Zerowi bare-metal WiFi driver part 4: loading firmware

In the previous post we sent some commands to the WiFi chip, and got a response. To make the chip do anything useful, we need to program its internal CPU, as it doesn’t have code in ROM.

It does have configuration tables in ROM, that indicate what resources it possesses, and their locations, so the chip variants can all be programmed by a single driver. However, parsing these tables isn’t easy; the simplest code I’ve found is in the the Plan9 driver (see part 1 of this blog for details), and that is moderately impenetrable; here is the parser output for the ZeroW (values in hex):

chip ID A9A6 hex, 43430 decimal
coreid 800, corerev 31
  chipcommon 18000000
coreid 812, corerev 27
  d11ctl 18101000
coreid 829, corerev 15
  sdregs 18002000
  sdiorev 15
coreid 82a, corerev 9
  armcore 82a (ARMcm3)
  armregs 18003000
coreid 80e, corerev 16
  socramregs 18004000

I think these are the Intellectual Property (IP) cores within the chip, and the locations they occupy in the memory map, but in the absence of documentation, a lot of guesswork is required. So I decided to ignore the configuration tables, and just use the same addresses as the Linux driver, after it has done the decode. This makes my driver a lot less flexible, as the addresses will have to be changed for each new chip, but there aren’t many of them, so only a handful of definitions will need changing.

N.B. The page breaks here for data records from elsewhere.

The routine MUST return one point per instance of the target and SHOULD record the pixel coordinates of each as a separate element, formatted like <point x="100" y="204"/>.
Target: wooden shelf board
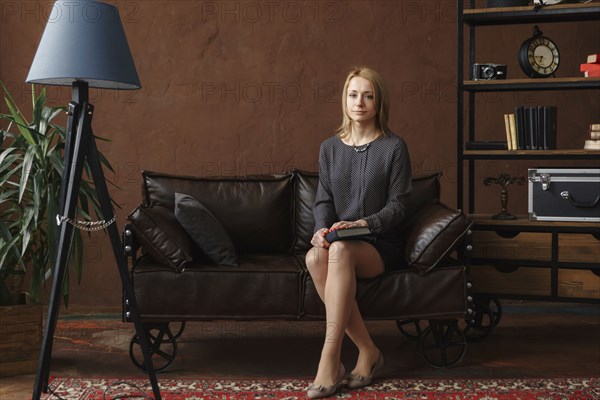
<point x="523" y="221"/>
<point x="527" y="14"/>
<point x="532" y="84"/>
<point x="527" y="153"/>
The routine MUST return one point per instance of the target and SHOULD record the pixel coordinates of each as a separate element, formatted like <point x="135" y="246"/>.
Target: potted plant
<point x="31" y="165"/>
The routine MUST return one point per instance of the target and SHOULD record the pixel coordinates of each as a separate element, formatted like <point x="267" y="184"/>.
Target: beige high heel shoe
<point x="320" y="391"/>
<point x="356" y="381"/>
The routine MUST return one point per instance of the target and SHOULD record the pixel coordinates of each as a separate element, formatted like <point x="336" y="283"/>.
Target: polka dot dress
<point x="371" y="182"/>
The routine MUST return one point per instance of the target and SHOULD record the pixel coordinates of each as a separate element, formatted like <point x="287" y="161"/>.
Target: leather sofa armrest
<point x="436" y="231"/>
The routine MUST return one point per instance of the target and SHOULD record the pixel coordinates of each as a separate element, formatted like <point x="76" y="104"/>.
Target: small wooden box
<point x="489" y="245"/>
<point x="578" y="247"/>
<point x="520" y="281"/>
<point x="578" y="284"/>
<point x="20" y="339"/>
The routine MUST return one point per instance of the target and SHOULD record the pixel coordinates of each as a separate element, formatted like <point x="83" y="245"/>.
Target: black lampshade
<point x="84" y="41"/>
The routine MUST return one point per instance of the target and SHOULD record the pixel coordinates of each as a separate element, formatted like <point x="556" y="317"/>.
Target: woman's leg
<point x="334" y="273"/>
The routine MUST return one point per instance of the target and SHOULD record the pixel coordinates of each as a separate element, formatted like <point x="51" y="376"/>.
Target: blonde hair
<point x="382" y="100"/>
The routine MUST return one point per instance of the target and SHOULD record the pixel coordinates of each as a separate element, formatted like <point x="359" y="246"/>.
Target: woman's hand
<point x="348" y="224"/>
<point x="318" y="239"/>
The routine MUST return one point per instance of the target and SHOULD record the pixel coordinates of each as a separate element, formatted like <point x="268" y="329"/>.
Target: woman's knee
<point x="340" y="252"/>
<point x="316" y="260"/>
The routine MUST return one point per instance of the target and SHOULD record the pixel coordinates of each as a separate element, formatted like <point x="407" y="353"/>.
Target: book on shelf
<point x="535" y="128"/>
<point x="590" y="70"/>
<point x="592" y="144"/>
<point x="507" y="132"/>
<point x="593" y="59"/>
<point x="513" y="131"/>
<point x="522" y="144"/>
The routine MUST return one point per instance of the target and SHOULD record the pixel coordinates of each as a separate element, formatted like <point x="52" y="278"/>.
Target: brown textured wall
<point x="244" y="87"/>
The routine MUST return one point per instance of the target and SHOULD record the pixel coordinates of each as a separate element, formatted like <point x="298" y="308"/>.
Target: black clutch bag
<point x="358" y="233"/>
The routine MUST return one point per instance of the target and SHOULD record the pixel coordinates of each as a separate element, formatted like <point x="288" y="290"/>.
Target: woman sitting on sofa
<point x="364" y="181"/>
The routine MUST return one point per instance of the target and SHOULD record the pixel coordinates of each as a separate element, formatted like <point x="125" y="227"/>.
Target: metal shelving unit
<point x="553" y="264"/>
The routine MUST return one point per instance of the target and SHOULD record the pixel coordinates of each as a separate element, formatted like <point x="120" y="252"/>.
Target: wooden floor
<point x="532" y="340"/>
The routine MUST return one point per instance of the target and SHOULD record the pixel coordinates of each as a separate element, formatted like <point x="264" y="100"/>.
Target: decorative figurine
<point x="503" y="180"/>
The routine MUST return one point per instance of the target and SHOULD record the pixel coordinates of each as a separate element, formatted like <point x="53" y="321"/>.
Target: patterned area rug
<point x="486" y="389"/>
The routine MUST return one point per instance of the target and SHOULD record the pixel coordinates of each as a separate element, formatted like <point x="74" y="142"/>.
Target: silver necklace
<point x="361" y="149"/>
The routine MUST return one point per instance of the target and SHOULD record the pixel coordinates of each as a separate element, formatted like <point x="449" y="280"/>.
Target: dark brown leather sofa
<point x="270" y="223"/>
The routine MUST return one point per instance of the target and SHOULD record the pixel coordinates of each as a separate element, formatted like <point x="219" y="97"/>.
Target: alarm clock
<point x="539" y="56"/>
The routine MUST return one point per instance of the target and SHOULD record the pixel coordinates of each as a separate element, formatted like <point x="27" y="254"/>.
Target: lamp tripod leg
<point x="73" y="169"/>
<point x="83" y="144"/>
<point x="115" y="238"/>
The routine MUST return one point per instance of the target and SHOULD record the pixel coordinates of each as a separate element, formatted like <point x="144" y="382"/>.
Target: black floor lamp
<point x="83" y="46"/>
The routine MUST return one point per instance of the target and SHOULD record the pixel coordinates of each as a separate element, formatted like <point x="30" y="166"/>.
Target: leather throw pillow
<point x="161" y="236"/>
<point x="436" y="233"/>
<point x="205" y="230"/>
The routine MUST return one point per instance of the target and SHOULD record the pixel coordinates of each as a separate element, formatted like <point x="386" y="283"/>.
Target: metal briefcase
<point x="564" y="194"/>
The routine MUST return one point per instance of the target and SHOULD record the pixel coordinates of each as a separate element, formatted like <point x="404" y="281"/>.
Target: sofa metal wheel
<point x="443" y="344"/>
<point x="178" y="327"/>
<point x="163" y="347"/>
<point x="486" y="315"/>
<point x="411" y="328"/>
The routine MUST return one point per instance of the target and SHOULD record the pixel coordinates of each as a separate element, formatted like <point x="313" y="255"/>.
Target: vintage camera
<point x="489" y="71"/>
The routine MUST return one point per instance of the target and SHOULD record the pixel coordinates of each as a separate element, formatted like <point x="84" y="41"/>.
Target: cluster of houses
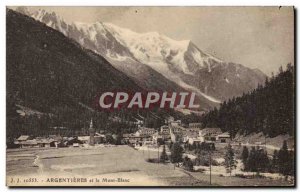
<point x="26" y="141"/>
<point x="173" y="131"/>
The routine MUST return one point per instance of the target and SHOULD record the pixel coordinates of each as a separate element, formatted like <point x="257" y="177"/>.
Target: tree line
<point x="269" y="108"/>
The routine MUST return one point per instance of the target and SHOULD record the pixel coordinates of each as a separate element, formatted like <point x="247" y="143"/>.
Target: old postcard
<point x="150" y="96"/>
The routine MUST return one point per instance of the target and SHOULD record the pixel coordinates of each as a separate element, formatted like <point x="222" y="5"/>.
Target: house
<point x="175" y="123"/>
<point x="191" y="136"/>
<point x="145" y="132"/>
<point x="177" y="129"/>
<point x="177" y="133"/>
<point x="23" y="138"/>
<point x="160" y="137"/>
<point x="29" y="144"/>
<point x="99" y="138"/>
<point x="223" y="138"/>
<point x="165" y="129"/>
<point x="84" y="139"/>
<point x="209" y="134"/>
<point x="43" y="142"/>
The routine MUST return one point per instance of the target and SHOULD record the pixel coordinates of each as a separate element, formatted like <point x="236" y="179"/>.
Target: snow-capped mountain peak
<point x="178" y="61"/>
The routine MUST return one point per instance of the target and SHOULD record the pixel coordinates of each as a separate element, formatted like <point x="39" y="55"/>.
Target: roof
<point x="23" y="138"/>
<point x="225" y="134"/>
<point x="191" y="134"/>
<point x="43" y="140"/>
<point x="55" y="137"/>
<point x="29" y="142"/>
<point x="210" y="130"/>
<point x="83" y="138"/>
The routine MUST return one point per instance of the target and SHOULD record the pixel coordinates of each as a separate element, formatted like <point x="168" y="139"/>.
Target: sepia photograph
<point x="137" y="96"/>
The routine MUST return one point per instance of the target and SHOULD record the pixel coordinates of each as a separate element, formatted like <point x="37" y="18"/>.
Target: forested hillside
<point x="268" y="109"/>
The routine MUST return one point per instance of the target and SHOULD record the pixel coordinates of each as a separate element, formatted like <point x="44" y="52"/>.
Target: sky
<point x="256" y="37"/>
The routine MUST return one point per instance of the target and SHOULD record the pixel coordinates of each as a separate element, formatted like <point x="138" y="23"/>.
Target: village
<point x="173" y="132"/>
<point x="201" y="151"/>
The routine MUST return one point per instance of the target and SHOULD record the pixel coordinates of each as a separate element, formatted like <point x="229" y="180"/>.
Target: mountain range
<point x="156" y="62"/>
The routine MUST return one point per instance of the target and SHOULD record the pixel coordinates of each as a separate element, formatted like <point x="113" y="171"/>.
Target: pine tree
<point x="230" y="162"/>
<point x="275" y="162"/>
<point x="245" y="155"/>
<point x="163" y="156"/>
<point x="188" y="164"/>
<point x="284" y="160"/>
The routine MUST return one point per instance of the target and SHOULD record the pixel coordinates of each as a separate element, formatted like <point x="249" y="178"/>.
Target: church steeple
<point x="91" y="123"/>
<point x="92" y="133"/>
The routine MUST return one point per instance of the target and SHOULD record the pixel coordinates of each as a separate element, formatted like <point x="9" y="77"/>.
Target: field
<point x="106" y="166"/>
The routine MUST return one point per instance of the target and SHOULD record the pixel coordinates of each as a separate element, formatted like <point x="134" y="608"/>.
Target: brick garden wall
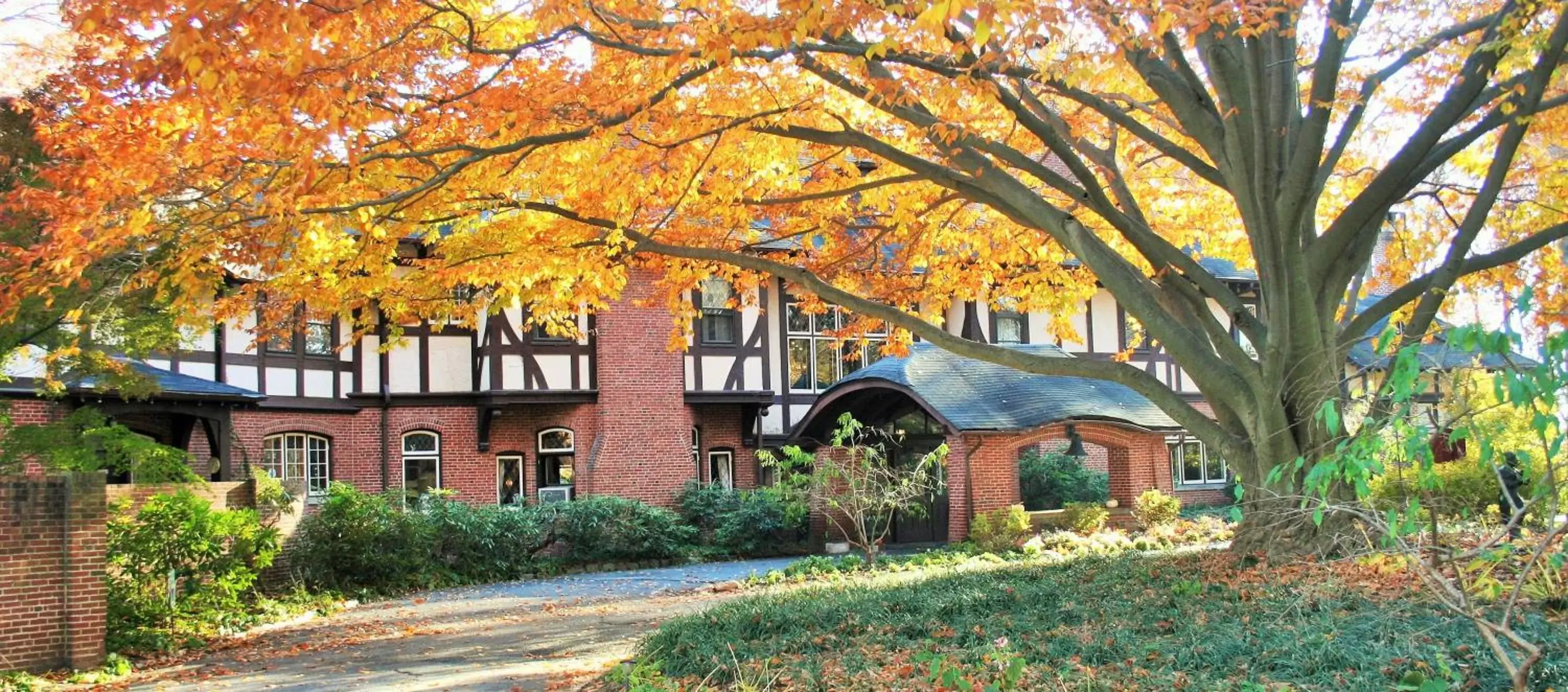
<point x="52" y="592"/>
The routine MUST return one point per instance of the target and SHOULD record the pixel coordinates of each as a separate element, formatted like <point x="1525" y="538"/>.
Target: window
<point x="814" y="360"/>
<point x="319" y="338"/>
<point x="1194" y="465"/>
<point x="421" y="464"/>
<point x="298" y="457"/>
<point x="509" y="479"/>
<point x="1133" y="333"/>
<point x="722" y="468"/>
<point x="557" y="457"/>
<point x="1242" y="339"/>
<point x="1009" y="327"/>
<point x="717" y="324"/>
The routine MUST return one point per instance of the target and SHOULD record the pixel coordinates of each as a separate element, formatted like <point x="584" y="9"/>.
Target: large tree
<point x="872" y="153"/>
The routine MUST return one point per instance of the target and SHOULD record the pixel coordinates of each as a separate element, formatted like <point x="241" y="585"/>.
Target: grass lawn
<point x="1126" y="622"/>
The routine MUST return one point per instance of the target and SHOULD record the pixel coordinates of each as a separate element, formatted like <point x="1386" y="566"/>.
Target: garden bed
<point x="1129" y="620"/>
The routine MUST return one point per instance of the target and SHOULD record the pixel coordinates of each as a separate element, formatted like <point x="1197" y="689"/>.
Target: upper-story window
<point x="814" y="360"/>
<point x="1133" y="333"/>
<point x="298" y="457"/>
<point x="1241" y="338"/>
<point x="1194" y="465"/>
<point x="557" y="457"/>
<point x="421" y="464"/>
<point x="314" y="338"/>
<point x="719" y="322"/>
<point x="1009" y="325"/>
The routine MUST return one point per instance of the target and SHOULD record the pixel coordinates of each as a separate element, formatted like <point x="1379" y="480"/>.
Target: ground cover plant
<point x="1131" y="620"/>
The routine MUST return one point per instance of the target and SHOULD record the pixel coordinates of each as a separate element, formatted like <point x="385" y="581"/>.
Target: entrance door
<point x="929" y="526"/>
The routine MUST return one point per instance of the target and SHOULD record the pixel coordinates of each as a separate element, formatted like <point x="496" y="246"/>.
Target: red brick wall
<point x="1134" y="459"/>
<point x="52" y="592"/>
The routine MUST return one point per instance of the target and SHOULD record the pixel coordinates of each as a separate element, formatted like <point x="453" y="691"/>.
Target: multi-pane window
<point x="509" y="479"/>
<point x="557" y="457"/>
<point x="1242" y="339"/>
<point x="421" y="464"/>
<point x="1194" y="465"/>
<point x="719" y="320"/>
<point x="298" y="457"/>
<point x="1133" y="333"/>
<point x="722" y="468"/>
<point x="814" y="360"/>
<point x="1010" y="327"/>
<point x="319" y="338"/>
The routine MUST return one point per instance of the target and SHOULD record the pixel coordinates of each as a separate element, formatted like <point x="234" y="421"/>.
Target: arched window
<point x="557" y="456"/>
<point x="298" y="457"/>
<point x="421" y="464"/>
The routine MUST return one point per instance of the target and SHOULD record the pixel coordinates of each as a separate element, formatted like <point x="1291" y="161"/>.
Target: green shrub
<point x="364" y="542"/>
<point x="1086" y="517"/>
<point x="1051" y="481"/>
<point x="1155" y="509"/>
<point x="607" y="528"/>
<point x="1002" y="529"/>
<point x="764" y="522"/>
<point x="212" y="558"/>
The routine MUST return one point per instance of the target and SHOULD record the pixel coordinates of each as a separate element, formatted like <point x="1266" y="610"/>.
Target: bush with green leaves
<point x="1002" y="529"/>
<point x="364" y="542"/>
<point x="750" y="523"/>
<point x="211" y="558"/>
<point x="85" y="440"/>
<point x="1084" y="517"/>
<point x="1155" y="509"/>
<point x="1048" y="481"/>
<point x="607" y="528"/>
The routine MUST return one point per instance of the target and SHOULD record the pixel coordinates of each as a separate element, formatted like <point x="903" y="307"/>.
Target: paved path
<point x="524" y="636"/>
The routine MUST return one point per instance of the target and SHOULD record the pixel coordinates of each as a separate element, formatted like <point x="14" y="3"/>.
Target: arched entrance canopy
<point x="965" y="395"/>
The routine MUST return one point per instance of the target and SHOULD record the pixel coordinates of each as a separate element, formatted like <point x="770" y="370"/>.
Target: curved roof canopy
<point x="971" y="396"/>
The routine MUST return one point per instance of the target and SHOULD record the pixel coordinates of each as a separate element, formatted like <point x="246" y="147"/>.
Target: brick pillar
<point x="52" y="591"/>
<point x="87" y="594"/>
<point x="643" y="421"/>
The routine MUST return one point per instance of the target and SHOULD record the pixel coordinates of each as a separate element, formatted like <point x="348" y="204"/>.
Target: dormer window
<point x="1009" y="325"/>
<point x="717" y="322"/>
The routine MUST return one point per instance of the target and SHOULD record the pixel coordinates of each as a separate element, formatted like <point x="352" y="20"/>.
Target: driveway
<point x="515" y="636"/>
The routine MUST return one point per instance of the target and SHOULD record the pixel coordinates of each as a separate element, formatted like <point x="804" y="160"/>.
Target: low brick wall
<point x="223" y="497"/>
<point x="52" y="591"/>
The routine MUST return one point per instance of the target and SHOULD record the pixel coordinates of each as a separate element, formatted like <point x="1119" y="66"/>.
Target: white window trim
<point x="874" y="339"/>
<point x="523" y="482"/>
<point x="433" y="454"/>
<point x="1178" y="478"/>
<point x="305" y="448"/>
<point x="568" y="449"/>
<point x="728" y="459"/>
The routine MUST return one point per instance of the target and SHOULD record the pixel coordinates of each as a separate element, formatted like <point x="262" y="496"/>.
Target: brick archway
<point x="1136" y="460"/>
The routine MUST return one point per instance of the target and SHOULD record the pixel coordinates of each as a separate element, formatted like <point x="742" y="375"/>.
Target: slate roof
<point x="984" y="396"/>
<point x="1435" y="355"/>
<point x="173" y="385"/>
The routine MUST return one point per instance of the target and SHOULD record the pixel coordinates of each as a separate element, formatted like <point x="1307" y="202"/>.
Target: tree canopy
<point x="877" y="154"/>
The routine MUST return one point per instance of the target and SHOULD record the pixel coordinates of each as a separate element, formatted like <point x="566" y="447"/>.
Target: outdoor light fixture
<point x="1075" y="443"/>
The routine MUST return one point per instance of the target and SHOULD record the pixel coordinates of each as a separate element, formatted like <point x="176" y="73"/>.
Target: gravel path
<point x="516" y="636"/>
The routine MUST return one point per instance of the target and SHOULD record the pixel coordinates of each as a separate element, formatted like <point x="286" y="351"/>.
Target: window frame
<point x="711" y="314"/>
<point x="814" y="336"/>
<point x="1009" y="314"/>
<point x="306" y="462"/>
<point x="712" y="465"/>
<point x="523" y="486"/>
<point x="545" y="456"/>
<point x="1177" y="449"/>
<point x="408" y="456"/>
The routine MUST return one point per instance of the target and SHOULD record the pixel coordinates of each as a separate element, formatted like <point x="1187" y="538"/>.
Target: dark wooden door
<point x="929" y="526"/>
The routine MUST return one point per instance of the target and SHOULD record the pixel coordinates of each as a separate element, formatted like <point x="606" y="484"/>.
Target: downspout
<point x="386" y="401"/>
<point x="970" y="479"/>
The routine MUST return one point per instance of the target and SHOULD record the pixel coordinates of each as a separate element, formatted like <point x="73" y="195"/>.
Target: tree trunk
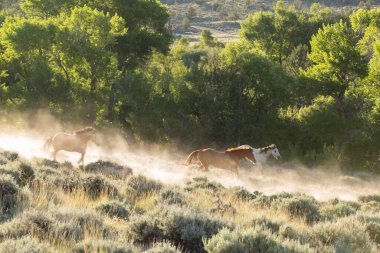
<point x="346" y="137"/>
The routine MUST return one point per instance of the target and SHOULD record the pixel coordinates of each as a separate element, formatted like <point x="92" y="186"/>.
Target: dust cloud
<point x="26" y="136"/>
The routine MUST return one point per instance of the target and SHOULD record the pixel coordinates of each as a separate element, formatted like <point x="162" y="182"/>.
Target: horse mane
<point x="265" y="149"/>
<point x="237" y="149"/>
<point x="84" y="130"/>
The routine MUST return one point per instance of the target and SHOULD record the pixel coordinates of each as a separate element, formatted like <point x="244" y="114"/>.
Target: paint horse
<point x="262" y="154"/>
<point x="76" y="142"/>
<point x="228" y="159"/>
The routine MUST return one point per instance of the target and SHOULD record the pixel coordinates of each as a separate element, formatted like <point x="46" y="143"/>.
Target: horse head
<point x="274" y="151"/>
<point x="86" y="133"/>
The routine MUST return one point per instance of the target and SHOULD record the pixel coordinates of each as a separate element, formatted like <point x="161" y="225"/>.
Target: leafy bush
<point x="243" y="194"/>
<point x="10" y="156"/>
<point x="71" y="224"/>
<point x="138" y="186"/>
<point x="265" y="201"/>
<point x="289" y="232"/>
<point x="172" y="196"/>
<point x="345" y="235"/>
<point x="110" y="169"/>
<point x="267" y="224"/>
<point x="113" y="209"/>
<point x="338" y="208"/>
<point x="371" y="207"/>
<point x="184" y="228"/>
<point x="9" y="196"/>
<point x="252" y="240"/>
<point x="103" y="246"/>
<point x="372" y="226"/>
<point x="203" y="183"/>
<point x="96" y="185"/>
<point x="369" y="198"/>
<point x="26" y="174"/>
<point x="301" y="207"/>
<point x="23" y="245"/>
<point x="33" y="221"/>
<point x="162" y="247"/>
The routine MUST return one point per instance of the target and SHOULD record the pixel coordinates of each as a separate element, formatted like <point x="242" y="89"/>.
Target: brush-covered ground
<point x="48" y="206"/>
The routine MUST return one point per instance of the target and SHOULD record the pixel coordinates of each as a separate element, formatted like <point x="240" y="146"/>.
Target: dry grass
<point x="57" y="212"/>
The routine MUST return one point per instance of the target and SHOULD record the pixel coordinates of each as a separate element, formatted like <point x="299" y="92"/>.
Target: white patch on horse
<point x="262" y="154"/>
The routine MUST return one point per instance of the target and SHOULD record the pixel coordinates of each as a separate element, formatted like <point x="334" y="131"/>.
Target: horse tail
<point x="191" y="157"/>
<point x="48" y="143"/>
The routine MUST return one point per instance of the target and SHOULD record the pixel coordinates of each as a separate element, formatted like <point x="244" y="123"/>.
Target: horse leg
<point x="204" y="166"/>
<point x="54" y="154"/>
<point x="236" y="169"/>
<point x="82" y="158"/>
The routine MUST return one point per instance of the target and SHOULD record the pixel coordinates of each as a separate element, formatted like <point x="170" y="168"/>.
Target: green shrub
<point x="185" y="228"/>
<point x="23" y="245"/>
<point x="10" y="156"/>
<point x="289" y="232"/>
<point x="172" y="196"/>
<point x="162" y="247"/>
<point x="96" y="185"/>
<point x="71" y="224"/>
<point x="203" y="183"/>
<point x="31" y="222"/>
<point x="144" y="229"/>
<point x="264" y="201"/>
<point x="109" y="169"/>
<point x="103" y="246"/>
<point x="9" y="196"/>
<point x="346" y="235"/>
<point x="138" y="186"/>
<point x="266" y="223"/>
<point x="371" y="207"/>
<point x="113" y="209"/>
<point x="369" y="198"/>
<point x="252" y="240"/>
<point x="301" y="207"/>
<point x="243" y="194"/>
<point x="372" y="226"/>
<point x="339" y="209"/>
<point x="48" y="163"/>
<point x="26" y="174"/>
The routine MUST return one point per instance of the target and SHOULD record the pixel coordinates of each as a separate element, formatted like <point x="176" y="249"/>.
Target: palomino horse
<point x="76" y="142"/>
<point x="228" y="159"/>
<point x="262" y="154"/>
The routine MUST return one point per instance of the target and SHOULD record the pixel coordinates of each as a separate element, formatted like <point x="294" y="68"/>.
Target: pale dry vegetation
<point x="55" y="207"/>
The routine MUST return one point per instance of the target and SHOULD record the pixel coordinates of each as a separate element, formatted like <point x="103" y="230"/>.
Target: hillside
<point x="49" y="206"/>
<point x="190" y="17"/>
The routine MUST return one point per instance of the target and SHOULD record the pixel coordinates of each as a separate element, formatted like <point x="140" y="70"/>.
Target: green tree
<point x="337" y="64"/>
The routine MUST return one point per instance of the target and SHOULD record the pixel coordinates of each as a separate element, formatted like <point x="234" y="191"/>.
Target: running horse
<point x="262" y="154"/>
<point x="76" y="142"/>
<point x="228" y="159"/>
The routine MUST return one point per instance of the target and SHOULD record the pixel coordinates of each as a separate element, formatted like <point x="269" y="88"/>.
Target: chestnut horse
<point x="262" y="154"/>
<point x="228" y="159"/>
<point x="76" y="142"/>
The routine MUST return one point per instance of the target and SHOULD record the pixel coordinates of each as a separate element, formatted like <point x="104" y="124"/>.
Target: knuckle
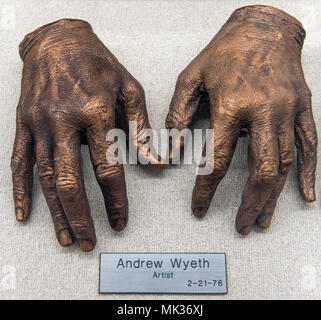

The most important number is the chip ID; it should be A9A6 hex, so it’d be a good idea to check our chip matches that. In part 3 my code did some preliminary SDIO initialisation, now to follow on from that:

// SD function numbers
#define SD_FUNC_BUS     0
#define SD_FUNC_BAK     1
#define SD_FUNC_RAD     2

// Maximum block sizes
#define SD_BAK_BLK_BYTES    64
#define SD_RAD_BLK_BYTES    512

// [0.243831] Set bus interface
sdio_cmd52_writes(SD_FUNC_BUS, BUS_SPEED_CTRL_REG, 0x03, 1);
sdio_cmd52_writes(SD_FUNC_BUS, BUS_BI_CTRL_REG, 0x42, 1);
// [17.999101] Set block sizes
sdio_cmd52_writes(SD_FUNC_BUS, BUS_BAK_BLKSIZE_REG, SD_BAK_BLK_BYTES, 2);
sdio_cmd52_writes(SD_FUNC_BUS, BUS_RAD_BLKSIZE_REG, SD_RAD_BLK_BYTES, 2);

The SD function numbers allow Command 52 & 53 to access 3 different interfaces within the chip: think ‘hardware functions’ rather than ‘software functions’. The SDIO bus interface is configured using the ‘bus’ function, and is set into high-speed mode (as discussed in part 2). Then the block sizes for the backplane (‘BAK’) and radio (‘RAD’) functions are set; these are limited to 64 & 512 bytes by the hardware. These will be used by command 53 when operating in multi-block mode.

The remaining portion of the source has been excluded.